魔獣の群れを単独で蹴散らすことができる戦力だ。ヌティア姫を軍勢もろとも城から排除するのにこれほど心強いものはいないだろう。条件から鑑みれば、バーゲンセールと言ってもいい。普通だったら、吹っ掛けられてもおかしくなかったのだが、おそらく自分の担当に情でも移っており戦争が始まった事に焦っていたのであろう。

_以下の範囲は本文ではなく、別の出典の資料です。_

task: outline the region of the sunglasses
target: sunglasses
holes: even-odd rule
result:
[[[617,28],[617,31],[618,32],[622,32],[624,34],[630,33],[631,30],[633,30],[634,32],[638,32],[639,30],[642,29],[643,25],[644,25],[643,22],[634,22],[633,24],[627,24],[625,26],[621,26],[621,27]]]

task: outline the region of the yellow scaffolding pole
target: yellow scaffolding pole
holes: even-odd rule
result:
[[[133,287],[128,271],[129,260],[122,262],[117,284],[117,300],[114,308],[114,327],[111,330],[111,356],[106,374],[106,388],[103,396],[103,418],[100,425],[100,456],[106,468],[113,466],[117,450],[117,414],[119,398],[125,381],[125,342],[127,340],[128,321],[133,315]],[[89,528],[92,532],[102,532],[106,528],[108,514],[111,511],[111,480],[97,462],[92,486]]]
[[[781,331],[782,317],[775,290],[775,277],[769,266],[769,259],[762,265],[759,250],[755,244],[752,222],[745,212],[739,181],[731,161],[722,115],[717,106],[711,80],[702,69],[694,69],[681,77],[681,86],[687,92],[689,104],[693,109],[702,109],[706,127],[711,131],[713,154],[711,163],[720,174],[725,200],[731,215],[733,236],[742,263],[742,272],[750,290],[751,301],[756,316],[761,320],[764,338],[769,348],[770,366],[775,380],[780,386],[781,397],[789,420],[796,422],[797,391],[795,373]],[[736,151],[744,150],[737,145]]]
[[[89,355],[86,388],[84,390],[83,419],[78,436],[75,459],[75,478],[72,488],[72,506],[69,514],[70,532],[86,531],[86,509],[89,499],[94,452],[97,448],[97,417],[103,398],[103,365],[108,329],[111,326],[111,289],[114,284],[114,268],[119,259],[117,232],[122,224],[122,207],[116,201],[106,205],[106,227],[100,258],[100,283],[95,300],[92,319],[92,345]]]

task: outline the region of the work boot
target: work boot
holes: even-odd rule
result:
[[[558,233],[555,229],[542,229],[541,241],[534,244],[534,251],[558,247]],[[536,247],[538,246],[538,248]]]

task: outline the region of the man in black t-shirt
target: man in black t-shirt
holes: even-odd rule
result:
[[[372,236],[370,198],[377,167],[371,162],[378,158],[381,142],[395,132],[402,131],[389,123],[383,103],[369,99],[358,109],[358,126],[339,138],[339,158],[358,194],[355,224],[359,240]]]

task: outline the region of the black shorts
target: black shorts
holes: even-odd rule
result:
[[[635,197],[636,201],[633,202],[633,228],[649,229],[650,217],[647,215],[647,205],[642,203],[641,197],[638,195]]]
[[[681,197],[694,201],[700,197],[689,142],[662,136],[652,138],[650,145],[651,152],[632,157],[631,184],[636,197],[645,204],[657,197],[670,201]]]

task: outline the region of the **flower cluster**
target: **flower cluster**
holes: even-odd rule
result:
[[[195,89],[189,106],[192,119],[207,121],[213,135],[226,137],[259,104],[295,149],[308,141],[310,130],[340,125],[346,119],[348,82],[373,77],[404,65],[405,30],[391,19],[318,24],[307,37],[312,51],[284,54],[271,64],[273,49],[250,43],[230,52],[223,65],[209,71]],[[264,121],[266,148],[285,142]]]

そう思いながら、俺が茂みを探していると、大宮が俺を呼んだ。行ってみると、顔に布を巻き付けた女の死体の足を持ち引っ張っていた。大宮が持てるという事は生きているうちに触ったことがあるという事だ。あれが件の死体らしい。遠目に手足の骨が折れて体に巻き付くように固まっているのは分かったが、腐敗している様子がなく、ずいぶん綺麗なのが気になった。
「これこれ!浅野こいつ!」
大宮が嬉しそうに硬直した死体の手足をほぐしていく。俺も手伝い、腕や足を延ばしていくと、骨は折れているものの、均整の取れた美しい女性の体であることが分かった。
「・・・なあ、この死体少しおかしくないか?」
「え?なんで?」
「腐ってないし。死んでずいぶん経ってるのに肌が輝いてる。そうまるで聖人か英雄の遺体のように・・・」
「・・・気のせいだよ」
俺が疑問を呈すると、大宮は俺から目をそらし、家で待っているルネ姐さんの所に届けようと急に話をそらした。
そういえば、妙だった。
ルネヴェラは大宮が死体の話をしたとたん、急に何か思い出したかのように上機嫌となり、あった当初の時のような間延びした声で「アタシは家で修復の用意してェ、待ってるからァ。二人で取ってきなよォ」とニンマリしながら言っていた。その時は、俺から離れられるから喜んでいると思ったのだが・・・よく考えれば、その時の笑い方はまるで、間抜けを笑うような顔だった。
「ちょっとまて」
俺は死体を引きずり始めた大宮を止め、女が被っていた布袋を脱がした。
女は金髪がザンバラに切られた挙句、頭から顔にかけ皮膚や肉が裂けて、血だらけの無残な状態だった。
「ひどいな。撲殺か・・・」
「・・・」
血だらけの女に少し引きつつ、俺はその顔を手で拭った。
一瞬、昔見た女優かなと思った。
しかし、落ち着いて目をこすり、見直すとそれは間違いなく、俺の知る女の顔だった。
「大宮・・・お前・・・戦争、もう終わってるじゃないか・・・」
何とも言えない言葉が知らない内に俺の唇から出ていた。
ヘルプが来た時にもう案件が完全に駄目になってると、ヘルプさんが微妙な空気になる
知ってて送る上司は嫌がらせしてるとしか思えない。